The first solution takes the problem and provides a literal approach. If we can perform a join between one row and the next in the table, then we can easily calculate the result we are looking for.
SELECT * FROM history HISTORY_CURRENT_ROW INNER JOIN history HISTORY_NEXT_ROW ON ?????
Since this data set doesn’t have an identity or reliable primary key, filling in those question marks will require a bit more work. If we use the ROW_NUMBER window function, we can create a surrogate key on the fly, and then use it to solve our problem:
The CTE creates a row number set for each inventory item, ordering by date so that each move is chronological order. We then join the CTE to itself based on InventoryItemID and our newly created row_num to link one row to the next. A LEFT JOIN is used since the last row for each inventory item will not have a next row to join to, and we do not want to inadvertently filter these out. Finally, the DATEDIFF finishes the job, calculating the days in between when our item arrived in its current location and when it arrives in its next location.
This solution returns the results we were looking for, but it isn’t terribly efficient. A quick look at our execution plan reveals 2 table scans:
IO statistics confirms this and shows the need for a worktable in TempDB to support our table spool operations. For a large data set, this could be a very slow query.
Table 'Worktable'. Scan count 1, logical reads 39, physical reads 0, read-ahead reads 0, lob logical reads 0, lob physical reads 0, lob read-ahead reads 0.
Table 'history'. Scan count 2, logical reads 2, physical reads 0, read-ahead reads 0, lob logical reads 0, lob physical reads 0, lob read-ahead reads 0.
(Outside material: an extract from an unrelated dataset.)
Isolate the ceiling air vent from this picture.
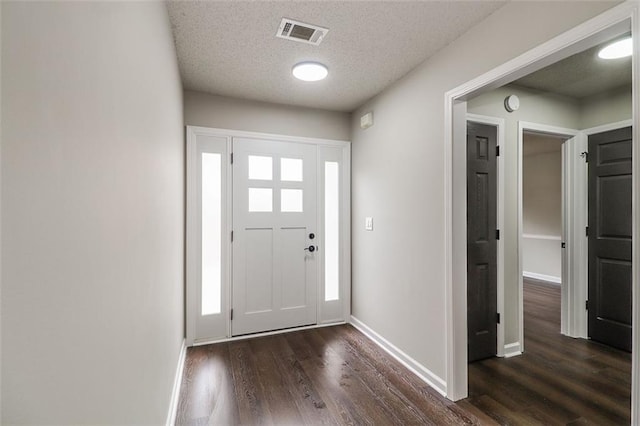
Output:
[276,18,329,46]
If you are using SQL Server 2012, you can take advantage of one of the new window functions to get the same results as above far more efficiently. LEAD and LAG can be used to retrieve a column from a previous or upcoming row using these standard window functions. You can implement LEAD like this:
SELECT LEAD(Date) OVER (PARTITION BY InventoryItemID ORDER BY Date) AS next_location_date, InventoryItemID, ActivityCodeID, Date, OldLocationID, NewLocationID FROM history
Note that the PARTITION BY and ORDER BY are exactly the same as before. Since LEAD and LAG are treated like standard functions within a SELECT query, you can manipulate them at will to get our days in each location by wrapping a DATEDIFF around the date in the current row and our LEAD date:
SELECT InventoryItemID, ActivityCodeID, Date, OldLocationID, NewLocationID, DATEDIFF(DAY, history.Date, LEAD(Date) OVER (PARTITION BY InventoryItemID ORDER BY Date)) AS days_in_current_location FROM history
By using LEAD, we avoid the need for a self-join, which greatly improves performance. The result is a much cleaner execution plan and statistics that confirm the reduced reads necessary to calculate our results. The worktable used by the window spool is far more efficient than the table spool required previously.
The query statistics:
Table 'Worktable'. Scan count 0, logical reads 0, physical reads 0, read-ahead reads 0, lob logical reads 0, lob physical reads 0, lob read-ahead reads 0.
Table 'history'. Scan count 1, logical reads 1, physical reads 0, read-ahead reads 0, lob logical reads 0, lob physical reads 0, lob read-ahead reads 0.
As an additional bit of trivia, you can add an offset to LEAD, which will allow you to access data from a row in any given span from the current row. For example, LEAD(Date, 2) would not get the date from the next row, but from 2 rows ahead. LAG(Date, 5) would get the date from 5 rows prior to the current row.
Conclusion
Calculating date between different rows can be done efficiently without resorting to an iterative solution. By utilizing a few SQL Server window functions and DATEDIFF, we can turn a complex TSQL challenge into an 8 line solution. When confronted with a situation where it seems as though no set-based solution is available, consider experimenting with CTEs and window functions as both can allow you to restructure or enhance your data set to include additional useful information.